Posted: 2/6/2012 3:05:43 PM by Lesa Ukman | with 1 comments

I was in Switzerland last week meeting with Jean-Claude Biver about his keynote at Leap, IEG’s 2012 Sponsorship Conference next month.

Biver is chairman of the board of Hublot S.A. and has put the Swiss watch company on the map. Sponsorship has played a starring role in the brand’s transformation.

He joined the company as CEO and became a minority shareholder in 2004. In less than seven years, he has signed deals with UEFA, Manchester United, FIFA World Cup, Formula 1, FIS Nordic World Ski Championships, America’s Cup, Ajax FC, Flamengo FC Brazil, Mexican Football Federation, Hand in Hand (orphans in India), African Wildlife Foundation, Monaco Yacht Club and dozens more. Sales have skyrocketed and in 2008, Hublot was acquired by LVMH.

Biver’s approach to sponsorship is as iconic as Hublot watches’ porthole design:

Be first, be unique, be different. Hublot was the first luxury brand to sponsor European football. It stood out from the crowd of sponsors by giving all of its UEFA signage to a nonprofit working to abolish racism in football.

Use the reach of sports and entertainment to communicate an idea or value. As soon as you pay more than 50 Swiss francs (about $50) for a watch, you’re being irrational, Biver said, because that is the cost of a Swatch, which is as good as it gets for time-keeping. Sponsorship takes consumers beyond pure rational decision-making by demonstrating brand values and making people want to be a part of them.

For example, around its ManU deal, Hublot conducts fundraisers for UNICEF, the club’s official charity. With skier Bode Miller, Hublot sponsors the athlete’s Int’l Turtle Foundation. In addition to sponsoring the NBA’s Miami Heat, Hublot has committed to raising a minimum $750,000 for the team’s charitable foundation.

And, in the less than two years it has been official timepiece/timekeeper for F1, Hublot has produced eight co-branded F1 timepieces, raising money for the Ayrton Senna Institute, a foundation created by the Brazilian F1 star’s family after his fatal crash.

“The watch has become a communicating tool, a dream, an emotion,” Biver said.
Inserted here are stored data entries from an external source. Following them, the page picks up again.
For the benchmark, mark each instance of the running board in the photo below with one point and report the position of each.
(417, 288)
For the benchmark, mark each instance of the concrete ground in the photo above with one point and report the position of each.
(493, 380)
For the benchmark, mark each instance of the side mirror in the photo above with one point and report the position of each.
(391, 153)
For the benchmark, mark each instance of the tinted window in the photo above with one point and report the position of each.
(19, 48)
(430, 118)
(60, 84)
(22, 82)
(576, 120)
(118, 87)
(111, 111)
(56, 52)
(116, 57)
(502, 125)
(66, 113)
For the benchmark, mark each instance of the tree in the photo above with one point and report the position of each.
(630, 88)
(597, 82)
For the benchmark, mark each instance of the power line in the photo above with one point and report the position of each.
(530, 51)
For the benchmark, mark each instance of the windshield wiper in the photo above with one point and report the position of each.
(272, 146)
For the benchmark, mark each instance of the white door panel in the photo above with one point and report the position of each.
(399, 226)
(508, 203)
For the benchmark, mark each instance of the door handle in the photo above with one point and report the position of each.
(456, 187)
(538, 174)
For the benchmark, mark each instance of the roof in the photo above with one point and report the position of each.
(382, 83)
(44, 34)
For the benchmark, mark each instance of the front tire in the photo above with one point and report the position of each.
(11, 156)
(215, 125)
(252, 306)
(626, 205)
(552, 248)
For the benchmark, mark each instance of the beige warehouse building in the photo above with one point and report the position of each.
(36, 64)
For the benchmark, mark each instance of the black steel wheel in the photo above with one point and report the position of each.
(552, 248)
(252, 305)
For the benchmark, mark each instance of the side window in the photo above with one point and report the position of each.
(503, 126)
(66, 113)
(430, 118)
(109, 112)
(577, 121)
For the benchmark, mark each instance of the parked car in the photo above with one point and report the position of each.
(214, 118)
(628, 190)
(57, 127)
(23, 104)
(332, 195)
Collaborate in areas beyond marketing. “We must give to sponsorship an asset each time we sponsor,” Biver said. “We need to build it out to reflect our DNA rather than just putting the logo everywhere.”

For example, Hublot’s new five-year partnership with Ferrari includes the expected—“official watch and timekeeper of Ferrari”; “timekeeper of Scuderia Ferrari,” the company's racing arm; and co-branded watches. But the collaboration also covers joint research into avant garde technologies and materials; Hublot designed portholes on the Ferrari dashboard; sales of Hublot watches in Ferrari’s 50 stores worldwide; shared events in emerging markets; and Ferrari materials incorporated into Hublot timepieces. “The team and the watch are just the tip of the iceberg,” said Biver.

The Hublot Ferrari debuts at BaselWorld watch fair next month, however, Biver will miss the occasion as he’ll be in Chicago sharing his innovative melding of sports sponsorships, endorsements, licensing and cause marketing with attendees of IEG 2012.  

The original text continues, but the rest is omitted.